In an interview during filming, Dick Powell admitted that he missed the connection that he had shared with his previous leading lady, Ruby Keeler. "The hardest thing for me to do is listen well. You have to react to what you hear, and as a reactor, I'm dead from the neck up. Ruby Keeler used to react to me, and she was good at it. But yesterday I had to react to Doris Weston while she sang a song in The Singing Marine (1937), and I sank like a chain anchor."
Doris Weston's debut.
When Mr. Fowler gestures to the pictures on his wall of people he made into stars, one of the photos shown is of actress Jane Bryan.
A quail was a term for a local girl, supposedly easy to date (easy as shooting quail). But as the Code took hold, that's about all that could be seen. The inference, though, was fairy obvious.

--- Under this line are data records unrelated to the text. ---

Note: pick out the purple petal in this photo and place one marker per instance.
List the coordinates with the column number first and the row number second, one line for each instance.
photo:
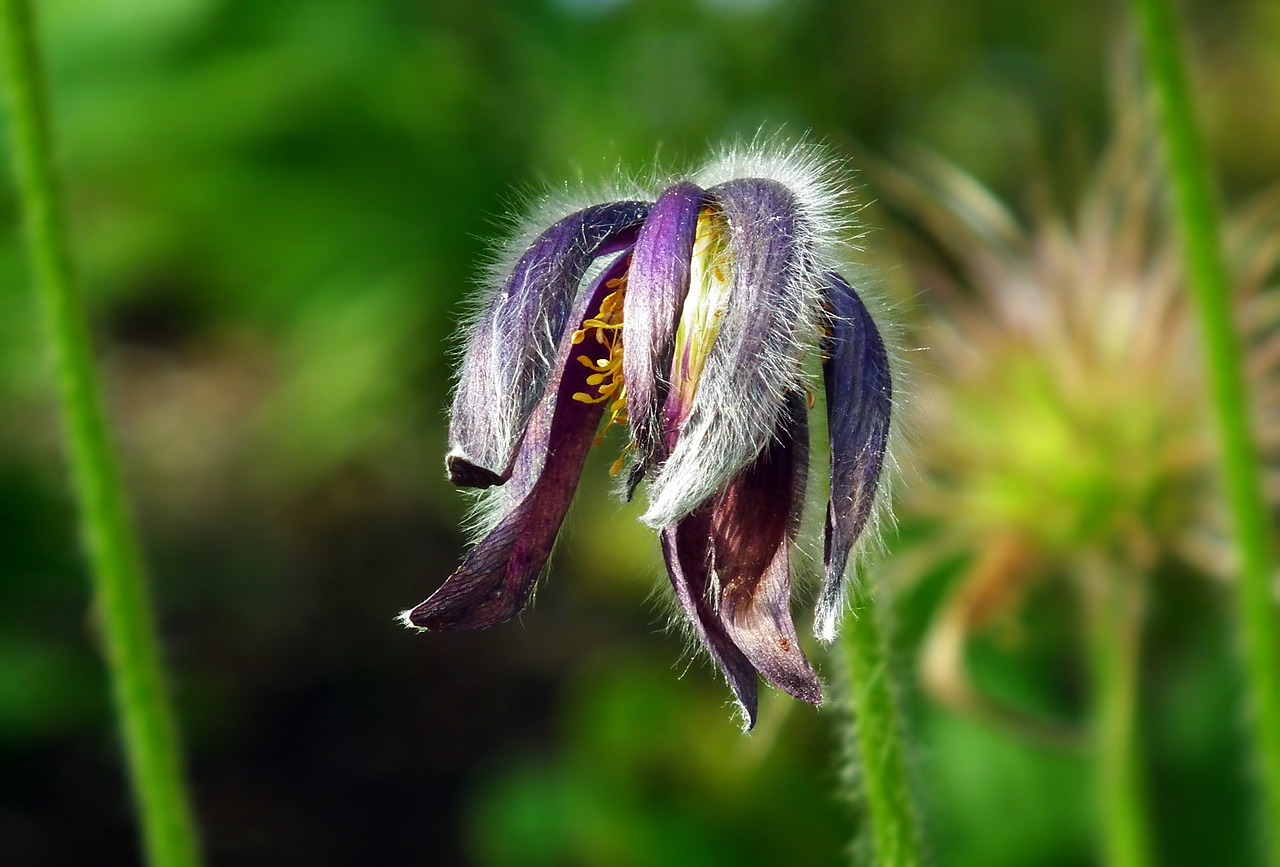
column 757, row 356
column 859, row 404
column 511, row 347
column 753, row 525
column 497, row 579
column 657, row 286
column 686, row 550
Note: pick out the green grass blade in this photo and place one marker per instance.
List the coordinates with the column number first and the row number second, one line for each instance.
column 120, row 593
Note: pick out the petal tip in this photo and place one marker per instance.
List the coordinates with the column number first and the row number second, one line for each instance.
column 406, row 620
column 466, row 474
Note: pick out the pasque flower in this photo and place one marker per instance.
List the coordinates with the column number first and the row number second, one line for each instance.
column 693, row 320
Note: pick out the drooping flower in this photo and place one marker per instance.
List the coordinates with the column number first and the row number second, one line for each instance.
column 691, row 319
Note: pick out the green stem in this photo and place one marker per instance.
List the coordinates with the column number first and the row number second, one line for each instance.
column 1210, row 284
column 877, row 734
column 1114, row 614
column 132, row 651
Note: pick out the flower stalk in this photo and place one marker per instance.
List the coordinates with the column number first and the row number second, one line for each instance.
column 1198, row 223
column 120, row 594
column 1114, row 624
column 876, row 729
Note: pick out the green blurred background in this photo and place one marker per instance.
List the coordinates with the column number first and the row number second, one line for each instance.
column 277, row 208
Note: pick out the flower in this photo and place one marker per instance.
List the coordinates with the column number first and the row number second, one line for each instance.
column 695, row 334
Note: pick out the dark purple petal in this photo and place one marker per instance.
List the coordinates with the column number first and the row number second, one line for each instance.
column 686, row 550
column 657, row 286
column 510, row 351
column 753, row 525
column 757, row 356
column 497, row 579
column 859, row 404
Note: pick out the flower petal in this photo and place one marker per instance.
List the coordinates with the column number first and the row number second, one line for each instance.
column 753, row 525
column 657, row 286
column 757, row 359
column 497, row 579
column 511, row 347
column 859, row 405
column 686, row 550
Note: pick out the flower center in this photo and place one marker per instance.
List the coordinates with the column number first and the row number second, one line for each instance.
column 606, row 366
column 704, row 307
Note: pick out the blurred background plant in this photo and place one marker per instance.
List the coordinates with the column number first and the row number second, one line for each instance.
column 277, row 209
column 1066, row 429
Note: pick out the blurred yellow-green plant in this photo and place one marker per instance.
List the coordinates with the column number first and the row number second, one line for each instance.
column 1064, row 420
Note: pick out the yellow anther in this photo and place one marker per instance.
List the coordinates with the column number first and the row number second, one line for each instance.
column 607, row 370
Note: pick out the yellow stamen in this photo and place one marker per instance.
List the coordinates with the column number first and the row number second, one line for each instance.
column 607, row 379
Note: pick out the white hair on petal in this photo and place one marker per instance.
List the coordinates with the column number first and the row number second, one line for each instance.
column 718, row 438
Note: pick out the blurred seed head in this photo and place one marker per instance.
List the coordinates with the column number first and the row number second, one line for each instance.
column 1063, row 414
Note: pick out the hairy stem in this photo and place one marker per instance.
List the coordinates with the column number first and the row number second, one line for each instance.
column 120, row 593
column 1114, row 615
column 1210, row 286
column 876, row 730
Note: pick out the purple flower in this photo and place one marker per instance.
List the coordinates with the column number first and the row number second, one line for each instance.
column 693, row 320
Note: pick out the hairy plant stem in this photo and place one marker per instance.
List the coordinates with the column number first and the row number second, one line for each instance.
column 1211, row 288
column 120, row 593
column 876, row 731
column 1114, row 619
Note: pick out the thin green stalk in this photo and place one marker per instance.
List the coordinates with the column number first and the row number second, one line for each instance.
column 1210, row 284
column 132, row 651
column 1114, row 615
column 877, row 733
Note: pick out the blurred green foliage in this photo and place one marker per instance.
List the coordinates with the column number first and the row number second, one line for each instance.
column 277, row 210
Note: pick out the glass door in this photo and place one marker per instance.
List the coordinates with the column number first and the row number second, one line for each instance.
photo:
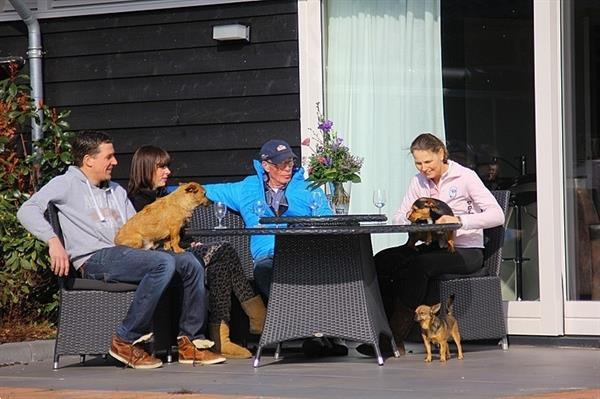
column 581, row 85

While the film was in production, an unidentified reporter published an article detailing what books were being read by members of the chorus between takes. Lois Lindsay was reading Absalom, Absalom by William Faulkner; Blanche Macdonald was reading Anthony Adverse by Hervey Allen; Jean Gale and Lorraine Grey were both reading The French Quarter by Herbert Asbury; Helen Seamon was reading an unidentified detective novel; Amo Ingraham was reading a cook on Southern cooking as part of her culinary hobby; Eleanor Bayley was reading a photography manual, also pursuant to a hobby; and Melba Marshall was reading Not So Deep as a Well by Dorothy Parker. The syndicated article was titled Extra! Extra! Chorines Can Read, Believe It or Not.